Piedmont Staff Reports:

12/04/17 – Consideration of the Following Actions Regarding the Granting of a Franchise for Solid Waste Collection Services

a. Introduction and 1st Reading of Ord. 737 N.S. Granting a Franchise to Republic Services for Solid Waste Services and Approval of a Collection Services Agreement 

a1. Introduction and 1st Reading of Ord. 737 N.S. Granting a Franchise to Republic Services for Solid Waste Services and Approval of a Collection Services Agreement (Supplemental)

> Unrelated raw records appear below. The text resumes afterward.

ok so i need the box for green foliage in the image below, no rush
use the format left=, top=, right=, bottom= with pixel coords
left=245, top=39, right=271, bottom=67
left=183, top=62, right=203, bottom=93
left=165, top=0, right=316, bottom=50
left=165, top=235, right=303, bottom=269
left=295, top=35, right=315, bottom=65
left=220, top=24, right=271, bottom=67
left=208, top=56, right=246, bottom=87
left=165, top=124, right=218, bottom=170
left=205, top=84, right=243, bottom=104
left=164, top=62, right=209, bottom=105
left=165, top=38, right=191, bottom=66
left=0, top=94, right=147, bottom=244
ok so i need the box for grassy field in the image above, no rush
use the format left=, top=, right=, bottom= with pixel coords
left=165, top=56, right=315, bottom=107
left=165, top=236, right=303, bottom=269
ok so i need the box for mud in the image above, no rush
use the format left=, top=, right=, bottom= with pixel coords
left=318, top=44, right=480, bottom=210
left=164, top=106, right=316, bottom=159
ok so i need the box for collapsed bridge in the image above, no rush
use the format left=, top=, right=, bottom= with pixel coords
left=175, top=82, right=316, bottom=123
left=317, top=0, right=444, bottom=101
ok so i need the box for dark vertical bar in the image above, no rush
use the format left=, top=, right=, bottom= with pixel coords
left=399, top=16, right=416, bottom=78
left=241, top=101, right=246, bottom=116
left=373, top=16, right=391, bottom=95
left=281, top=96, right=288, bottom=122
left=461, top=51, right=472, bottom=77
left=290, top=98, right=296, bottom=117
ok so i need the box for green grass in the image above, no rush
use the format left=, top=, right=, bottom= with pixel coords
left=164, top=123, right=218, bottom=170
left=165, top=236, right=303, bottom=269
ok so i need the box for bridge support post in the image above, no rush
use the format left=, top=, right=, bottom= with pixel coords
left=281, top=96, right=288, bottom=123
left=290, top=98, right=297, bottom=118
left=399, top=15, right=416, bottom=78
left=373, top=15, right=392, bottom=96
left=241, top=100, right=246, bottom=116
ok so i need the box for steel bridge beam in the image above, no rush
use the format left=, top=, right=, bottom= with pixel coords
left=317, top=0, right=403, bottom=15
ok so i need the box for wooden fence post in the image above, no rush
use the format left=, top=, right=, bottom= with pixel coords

b. Consideration of a Policy Allowing Residents with Certain Physical Limitations to Receive “On-Premise” (Backyard) Service at Curbside Rates 

Read the Dec. 4, 2017 meeting agenda HERE.


2 Responses to “Huge New Garbage Fees Proposed: No Break for Seniors”

  1. I think the new rates are absolutely indefensible and a reflection on city staff’s inability to manage the bid process to a favorable conclusion. Tim Rood was kind enough to share with me comparable rates for similar cities, as reported by city staff. The numbers show that Piedmont’s new rates are about TWICE AS HIGH as our peers, I find the staff rationalizations for the differential, as explained in the report, to be unconvincing. Interested readers can see the comparisons on page 2 of the document at this link:

  2. Reading the table that Michael links to, one cannot tell if those effective rates represent the most recently negotiated rates for those comp cities or date back to 2008 when Piedmont rates were set. It would help to know that to compare the $88/$126/month rates that are proposed now for Piedmont. Perhaps a more relevant list of “comps” are the Waste Management 2018 rates quoted above for Oakland – $44/$88/month. There are reasons for the two cities to be different but Waste Management does seem to provide backyard service to that city. Did anyone ask what WM does in the Oakland hills that it can’t do in the Piedmont hills?